Very odd slowdown after a host recovery

    Posted May 18, 2015 11:45 AM

    So my environment is on a budget and not optimal, but please read through, I find some of the behavior after a host-freeze-and-reset to be weird and I can't pinpoint the issue.

    I have 3 hosts, a Dell R720 (192GB) and two HP DL380g8 (96GB) - vmware 5.1 updated as of a couple weeks ago, I have "Essentials plus" with vcenter.

    My SAN is a Dell R720xd running FreeNAS (freebsd, istgt) - disks are not fast, it has 8x 7k spindles - HW-raid is not used, i utilize zfs directly to each spindle.

    My Switch, which handles SAN and all other traffic is a Cisco 3750X - separate ports for vmotion, san1, san2, mgm, and guest network vlans (4x 1gig to each host)

    I have 70 vm's or so, 90% windows server 2008r2 - spread over 10 shared datastores (iscsi targets), vmdk files..

    All of this is working fine and dandy for the most part, SAN is a bit slow when a lot of things are going on but that is expected - things like vmotion has no issues, restart

    Every now and again, a host will freeze on me (like once per month) - it appears to be random which one - and this question is not about narrowing down that issue (someday I will get a decent SAN and all hosts in the cluster to be equal hardware). The way it freezes is I lose network connectivity, it is odd seems to start with some vm's then within minutes all vm's are unreachable -  I can usually reach the host itself, but restarting management systems don't solve it, I spent hours on that and I always end up resetting  the host.
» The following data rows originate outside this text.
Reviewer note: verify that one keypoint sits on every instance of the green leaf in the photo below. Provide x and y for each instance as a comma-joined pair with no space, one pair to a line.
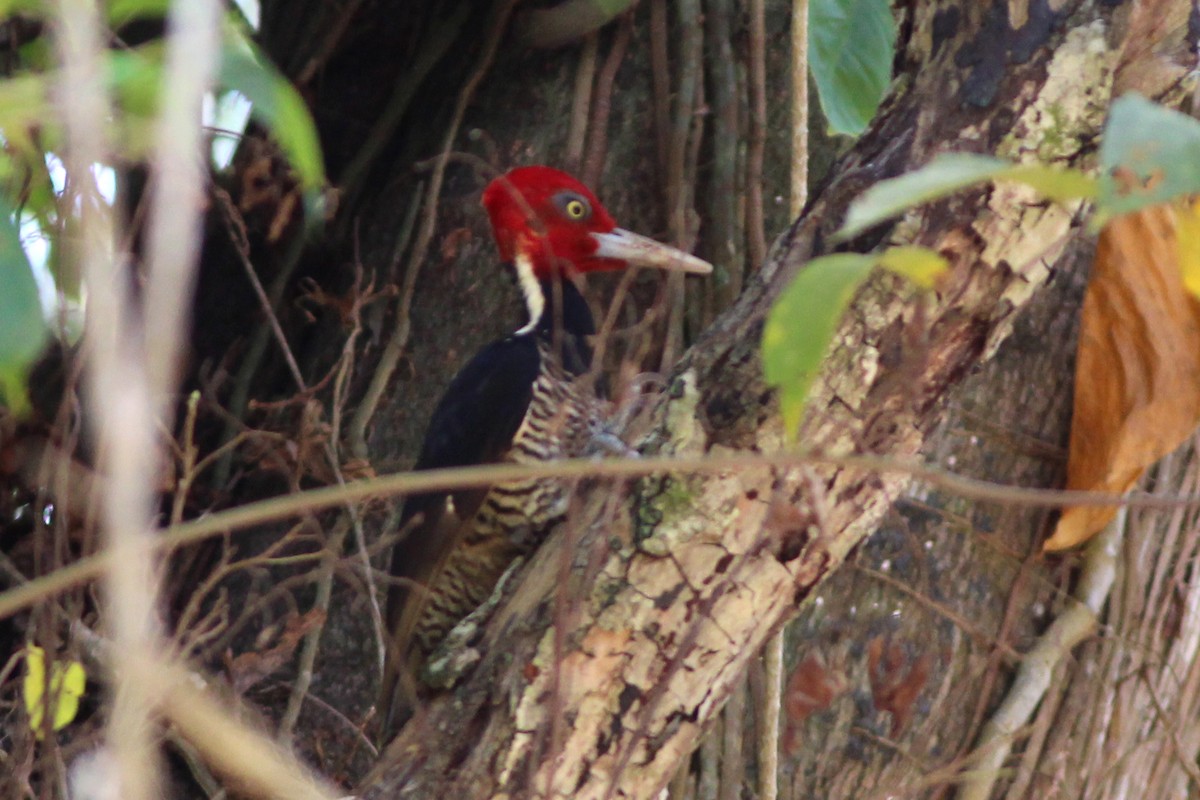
921,265
801,326
851,47
951,173
1156,150
277,104
31,7
22,326
120,12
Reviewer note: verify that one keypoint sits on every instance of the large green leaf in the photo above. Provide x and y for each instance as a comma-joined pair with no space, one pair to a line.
801,326
277,104
22,324
851,46
1149,155
951,173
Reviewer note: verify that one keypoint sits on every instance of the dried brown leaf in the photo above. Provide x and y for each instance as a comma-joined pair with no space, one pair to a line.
1138,371
249,668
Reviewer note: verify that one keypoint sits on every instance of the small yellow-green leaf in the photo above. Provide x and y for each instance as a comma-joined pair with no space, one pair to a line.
802,324
34,7
921,265
1187,242
121,12
951,173
1053,182
65,687
23,329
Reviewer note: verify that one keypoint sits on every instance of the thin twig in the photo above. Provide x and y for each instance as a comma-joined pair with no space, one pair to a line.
390,356
601,102
1032,680
581,101
441,480
799,194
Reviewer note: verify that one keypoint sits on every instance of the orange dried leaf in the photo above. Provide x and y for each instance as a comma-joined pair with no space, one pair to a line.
1138,372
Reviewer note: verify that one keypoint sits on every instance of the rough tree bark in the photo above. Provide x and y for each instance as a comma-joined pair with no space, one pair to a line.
601,685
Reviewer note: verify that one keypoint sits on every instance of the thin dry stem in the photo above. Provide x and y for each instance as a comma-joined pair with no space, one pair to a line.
279,507
799,194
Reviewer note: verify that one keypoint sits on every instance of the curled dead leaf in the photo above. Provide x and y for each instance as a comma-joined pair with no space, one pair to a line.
1138,370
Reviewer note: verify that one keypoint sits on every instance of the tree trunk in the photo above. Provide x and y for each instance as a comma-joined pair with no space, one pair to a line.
633,625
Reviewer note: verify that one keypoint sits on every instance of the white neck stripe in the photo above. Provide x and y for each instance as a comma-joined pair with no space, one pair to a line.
534,298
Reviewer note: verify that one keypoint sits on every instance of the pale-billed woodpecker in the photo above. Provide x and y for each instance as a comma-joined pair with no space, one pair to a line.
516,401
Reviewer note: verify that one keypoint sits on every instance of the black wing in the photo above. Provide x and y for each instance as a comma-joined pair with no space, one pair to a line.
474,423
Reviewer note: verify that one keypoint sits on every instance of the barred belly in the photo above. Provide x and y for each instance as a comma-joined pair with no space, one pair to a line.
515,515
    So - when a reset of the host happens, all the VM's fire up on the other hosts - a few weeks back I thought my slowdown issue was simply that my SAN was way overworked due to all these vm's firing up at the same time.. so I disabled HA for vm's, I wanted the ability to manually fire up vm's, so that I can control what is happening - and here is where the weird behavior kicks in, it is still incredibly slow -  I assume it is related to disk or IO but I am unable to pinpoint it - nothing show any spikes or ceilings that I can find, I cant find a way to measure IOPS so I dont know the numbers, but CPU and numbers by iostat don't seem to go high to me.

    To summarize

      - One host is frozem all it's vm's unreachable - but the rest of the stuff (2/3 of the vms are running fine)

      - the host reset is performed

      - as the host recovers, all the "jailed" guests show up as powered off

      - I fire up a single VM

      - all vm's running on the other two hosts become syrup, this probably happens without any vm's fireed back up, havent really tested that

    Given that this affects all hosts I assume it is storage related - IOPS capacity is not great I am sure, but I can not fathom what is happpening, why is there an increased activity that literally takes all my capacity by simply bringing up a recovered host?

    does vm (5.1) hosts do a bunch of datastore cleanup during such a recovery?